The top 10 by tracker count:
Seeking.com 10 trackers
Fanvue 7 trackers
Fansly 6 trackers
Hitomi.la 6 trackers
Ashley Madison 5 trackers
Flirt4Free 4 trackers
Jerkmate 3 trackers
SexLikeReal 3 trackers
PromptChan 3 trackers
Kupid AI 3 trackers
The pattern: dating and creator platforms track more than streaming sites. The sites where you create an account, enter payment details, and interact with other users are the ones running the most third-party tracking scripts. Free tubes that monetize through ads — the sites you'd expect to be worst — are frequently cleaner.
Three sites run active surveillance
This is where Blacklight's value goes beyond counting trackers. It detects two specific techniques that cross the line from analytics into surveillance:
Session recording captures your entire browsing session — every scroll, click, mouse movement, and page transition — and replays it server-side. It's like someone watching a screen recording of your visit. Companies like FullStory and Hotjar sell this as a UX research tool. On an adult site where users browse intimate content and have private conversations, the implication is different.

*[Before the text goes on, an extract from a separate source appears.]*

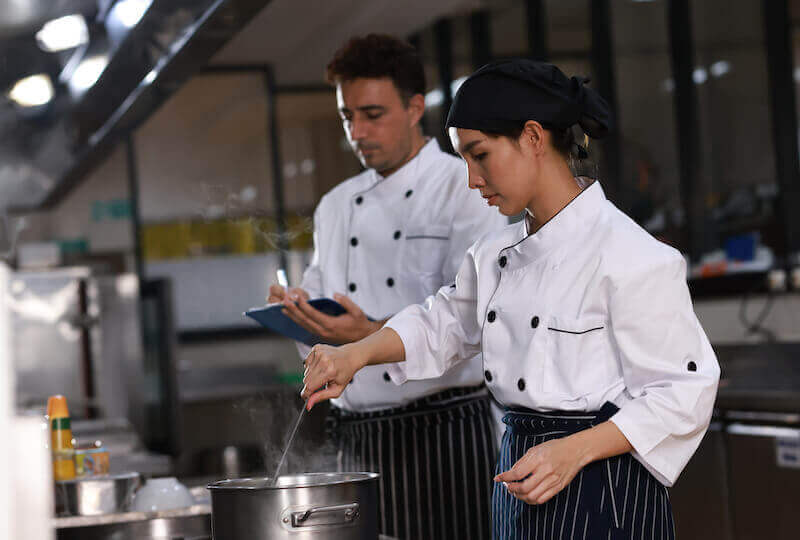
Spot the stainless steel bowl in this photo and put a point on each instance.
(96, 495)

Keystroke capture logs every character you type in any input field on the page. Search queries. Chat messages. Login credentials. On a cam site with live text chat, that means the platform records every message you send to a performer — not just as chat history, but as raw keystroke data including corrections, deletions, and typing cadence.
I found both on LiveJasmin — a major cam platform with millions of daily users. Session recording and keystroke capture running simultaneously. On a site where people enter credit card numbers, have private text chats with performers, and browse content they wouldn't want replayed in a boardroom.

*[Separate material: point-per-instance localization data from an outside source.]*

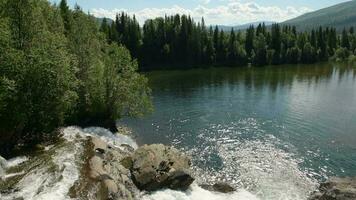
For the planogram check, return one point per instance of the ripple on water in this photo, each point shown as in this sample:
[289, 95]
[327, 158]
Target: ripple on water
[258, 163]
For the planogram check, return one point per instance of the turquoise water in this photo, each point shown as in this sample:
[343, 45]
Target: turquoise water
[263, 129]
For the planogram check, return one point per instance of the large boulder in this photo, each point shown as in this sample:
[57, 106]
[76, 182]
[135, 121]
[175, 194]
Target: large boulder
[155, 167]
[336, 189]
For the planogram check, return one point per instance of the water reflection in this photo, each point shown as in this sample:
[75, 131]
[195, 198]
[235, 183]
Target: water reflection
[257, 126]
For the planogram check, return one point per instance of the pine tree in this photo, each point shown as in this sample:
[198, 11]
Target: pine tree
[66, 15]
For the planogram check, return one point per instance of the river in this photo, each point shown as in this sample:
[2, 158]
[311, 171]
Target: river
[274, 131]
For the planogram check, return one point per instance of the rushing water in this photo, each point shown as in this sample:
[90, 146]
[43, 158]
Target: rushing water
[273, 131]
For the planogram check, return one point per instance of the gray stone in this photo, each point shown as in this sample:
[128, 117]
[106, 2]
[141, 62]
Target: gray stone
[336, 189]
[3, 165]
[157, 167]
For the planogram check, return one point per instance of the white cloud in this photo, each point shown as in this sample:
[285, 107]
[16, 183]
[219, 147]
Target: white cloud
[231, 12]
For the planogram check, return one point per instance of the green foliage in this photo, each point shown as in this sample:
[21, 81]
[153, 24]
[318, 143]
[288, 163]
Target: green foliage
[179, 42]
[56, 68]
[342, 54]
[338, 16]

Pure Taboo and Transfixed (both Gamma Entertainment / Adult Time network) returned keystroke capture without session recording. These are premium studio sites where the primary interaction is video streaming, not chat — the keystroke capture likely monitors search and login inputs rather than conversations, but the script doesn't discriminate. It captures everything typed on the page.
Every other site in the dataset — 95 out of 98 — came back clean on both session recording and keystroke capture. Including Pornhub. Including OnlyFans. Including Chaturbate. The absence is the norm. The presence is the red flag.
20 sites returned a perfect 0/0
Zero trackers. Zero third-party cookies. No fingerprinting. No session recording. No keystroke capture. On ad-supported sites with hundreds of millions of monthly visits. Here's the list:
XNXX SpankBang Stripchat
OnlyFans Hanime CandyAI
AdultFriendFinder Twistys FantasyAI
Nutaku MyDirtyHobby Virtual Porn
XNXX Gold Literotica SimpCity
PornTube F95Zone CherryTV
Rule34.xxx
XNXX serves billions of pageviews monthly with zero third-party tracking. Rule34.xxx handles 445 million visits a month at 0/0. Meanwhile Fansly — a creator platform handling payments and private messages — runs 6 trackers and 6 cookies.
The gap between the cleanest and dirtiest sites in the same industry is wider than I expected going in.
What This Means for Users
A VPN encrypts your connection and hides your IP address. An adblocker (uBlock Origin) strips tracker scripts and cookies from the page. Together they cover most of the threat surface.
Neither stops session recording or keystroke capture. Those scripts run inside the page itself, after the content loads, regardless of VPN or adblocker configuration. The only defense against session recording is not using the site, or using a browser extension that blocks known session recording domains (FullStory, Hotjar, Mouseflow, etc.) at the network level.
The Data
All 98 scan results are published with full transparency at nsfwranker.com, where each reviewed site has an individual safety report with the raw Blacklight results.
The privacy score tool at nsfwranker.com/tools/privacy-score lets you search any site in the database and see the scan data.
Scans performed February 2026 using The Markup's Blacklight and VirusTotal. This is independent research, not sponsored content.